Make sure your app bundle has the correct filename extension. The Finder looks for the
.app filename extension and treats your app appropriately when it finds it. The Finder also shows or hides the filename extension, depending on the state of the "Show all filename extensions" preference in the Advanced pane of Finder preferences.
Use an information property list to supply information to the Finder. The information property list (that is, an
Info.plist file) is the standard place to store information about your app and document types. For information on what to put in this file, see Runtime Configuration Guidelines.
Add the appropriate filename extension to documents users can create in your app. Accurate filename extensions help ensure platform interoperability. You can also set a file type and optionally a creator type for a file, although this is not strictly necessary.
Avoid changing the creator type of existing documents. The creator type implies a distinct sense of ownership over a file. Your app can assign a creator type for files it creates, but it should not change creator types for documents that are created by other apps unless the user gives explicit consent.

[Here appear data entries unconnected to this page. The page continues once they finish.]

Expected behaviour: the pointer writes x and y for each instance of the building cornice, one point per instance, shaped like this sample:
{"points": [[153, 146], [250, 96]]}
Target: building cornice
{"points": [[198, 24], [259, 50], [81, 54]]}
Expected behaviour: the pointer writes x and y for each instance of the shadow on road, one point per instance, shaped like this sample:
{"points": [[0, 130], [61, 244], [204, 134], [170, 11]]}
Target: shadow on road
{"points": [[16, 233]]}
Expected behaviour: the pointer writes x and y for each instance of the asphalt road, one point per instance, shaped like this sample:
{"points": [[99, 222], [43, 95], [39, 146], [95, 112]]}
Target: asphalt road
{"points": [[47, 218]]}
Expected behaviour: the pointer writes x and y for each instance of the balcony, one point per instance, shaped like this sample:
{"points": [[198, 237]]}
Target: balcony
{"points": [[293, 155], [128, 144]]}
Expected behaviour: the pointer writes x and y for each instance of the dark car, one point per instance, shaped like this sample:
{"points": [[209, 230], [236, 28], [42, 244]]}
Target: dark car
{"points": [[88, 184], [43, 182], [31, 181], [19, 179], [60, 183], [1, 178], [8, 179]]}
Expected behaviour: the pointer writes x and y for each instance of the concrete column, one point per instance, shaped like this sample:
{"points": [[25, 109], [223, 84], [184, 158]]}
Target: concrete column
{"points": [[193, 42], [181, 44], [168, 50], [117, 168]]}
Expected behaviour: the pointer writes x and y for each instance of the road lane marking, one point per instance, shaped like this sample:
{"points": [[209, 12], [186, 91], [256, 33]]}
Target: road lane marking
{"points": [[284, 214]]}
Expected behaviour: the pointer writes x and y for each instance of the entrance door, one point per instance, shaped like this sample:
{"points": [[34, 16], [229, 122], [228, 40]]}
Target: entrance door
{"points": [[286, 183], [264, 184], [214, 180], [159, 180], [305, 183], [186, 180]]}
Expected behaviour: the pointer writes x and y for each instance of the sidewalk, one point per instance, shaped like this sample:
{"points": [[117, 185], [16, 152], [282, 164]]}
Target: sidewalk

Note that the user can still associate files with a specific app by using the Info window.
Include a Quick Look generator if your app creates documents in an uncommon or custom format. A Quick Look generator converts an uncommon format into a format that the Finder can display in Cover Flow view and in a Quick Look preview. Specifically, if your app produces documents in content types other than HTML, RTF, plain text, TIFF, PNG, JPEG, PDF, and QuickTime movies, it’s a good idea to provide a Quick Look generator so that users can view your documents they way they expect. To learn how to create a Quick Look generator, see Quick Look Programming Guide.
If necessary, report disk size or usage information appropriately. If your app needs to display this type of information, it’s important to provide values that are consistent with values reported by the Finder and other system apps, such as Activity Monitor. Otherwise, users can become confused if your app and the system report different values for the same quantity.
To ensure consistent values, be sure to calculate all disk size statistics using GB, not GiB. A GB is defined as 1,000,000,000 bytes, whereas a GiB is defined as 1,073,741,824 bytes (which is the value of 230).